The Collage Atlas is an adventure game developed by John William Evelyn and published by Robot House Games. It was released in 2020 for iOS, macOS, and tvOS through Apple Arcade, but was delisted in 2023. A Windows port was released in 2024.

== Gameplay ==
Players explore a hand-drawn picture-book landscape, revealing hidden phrases.

== Development ==
John William Evelyn developed The Collage Atlas himself. He had created amateur Adobe Flash games when younger and returned to game development while working at media agencies. After making tie-in games, he decided to work exclusively on game development. The themes explored – agency and powerlessness – came from a difficult period in his life, which he did not see explored to his satisfaction in others' works. The game started as an app that was meant to accompany a book, but he refocused on the game after receiving encouragement at EGX and seeing agency as a theme more appropriate for a video game. Evelyn created the visuals over the next five years by designing models in Unity, illustrating printed versions, and scanning the completed art back in as a texture.

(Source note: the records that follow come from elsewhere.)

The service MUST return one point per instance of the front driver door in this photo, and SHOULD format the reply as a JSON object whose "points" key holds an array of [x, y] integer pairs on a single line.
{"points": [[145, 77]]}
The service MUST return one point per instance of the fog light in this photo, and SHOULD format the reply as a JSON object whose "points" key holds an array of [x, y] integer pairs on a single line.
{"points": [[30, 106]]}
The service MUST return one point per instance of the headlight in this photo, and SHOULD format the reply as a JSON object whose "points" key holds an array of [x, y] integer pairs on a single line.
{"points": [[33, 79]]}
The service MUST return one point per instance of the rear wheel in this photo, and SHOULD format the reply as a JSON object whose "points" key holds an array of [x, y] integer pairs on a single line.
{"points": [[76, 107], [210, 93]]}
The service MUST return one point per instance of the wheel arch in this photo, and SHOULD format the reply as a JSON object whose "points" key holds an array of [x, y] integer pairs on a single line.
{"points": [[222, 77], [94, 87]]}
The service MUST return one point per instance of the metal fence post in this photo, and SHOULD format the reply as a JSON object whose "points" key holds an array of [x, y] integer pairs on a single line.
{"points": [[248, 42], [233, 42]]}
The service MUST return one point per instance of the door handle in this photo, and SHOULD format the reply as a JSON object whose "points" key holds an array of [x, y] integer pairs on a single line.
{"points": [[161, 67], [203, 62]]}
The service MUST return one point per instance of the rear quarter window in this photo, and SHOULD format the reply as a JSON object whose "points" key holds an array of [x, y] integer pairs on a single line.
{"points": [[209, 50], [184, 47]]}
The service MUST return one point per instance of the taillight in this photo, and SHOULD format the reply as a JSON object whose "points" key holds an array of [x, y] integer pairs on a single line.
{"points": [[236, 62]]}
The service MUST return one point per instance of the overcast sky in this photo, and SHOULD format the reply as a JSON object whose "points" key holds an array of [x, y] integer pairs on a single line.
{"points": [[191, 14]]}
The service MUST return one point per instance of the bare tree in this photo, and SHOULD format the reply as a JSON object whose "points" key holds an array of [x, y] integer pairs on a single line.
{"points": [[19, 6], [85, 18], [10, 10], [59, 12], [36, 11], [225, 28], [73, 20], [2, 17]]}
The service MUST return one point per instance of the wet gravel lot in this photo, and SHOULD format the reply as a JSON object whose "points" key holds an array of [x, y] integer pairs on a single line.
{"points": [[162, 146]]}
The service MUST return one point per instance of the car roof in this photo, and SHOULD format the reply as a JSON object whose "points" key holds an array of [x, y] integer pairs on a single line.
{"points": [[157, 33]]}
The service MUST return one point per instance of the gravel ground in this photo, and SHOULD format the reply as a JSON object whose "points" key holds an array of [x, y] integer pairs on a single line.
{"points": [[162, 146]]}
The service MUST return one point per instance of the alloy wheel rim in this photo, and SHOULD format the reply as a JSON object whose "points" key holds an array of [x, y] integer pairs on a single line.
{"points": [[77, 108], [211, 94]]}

The Collage Atlas was initially released via Apple Arcade for macOS, iOS, and AppleTV on October 16, 2020. Despite player interest and a grant from the UK Games Fund, Evelyn said he had trouble finding a publisher. When Apple showed interest in the game, Evelyn said everything else fell into place, and he acquired a publisher. Evelyn's contract with Apple expired in 2023, and it became unplayable. Evelyn saw this as a video game preservation issue. He ported The College Atlas to Windows and released it on Steam.

== Reception ==
The Guardian and Multiplayer.it both praised the art, though both felt the writing does not live up to the artwork.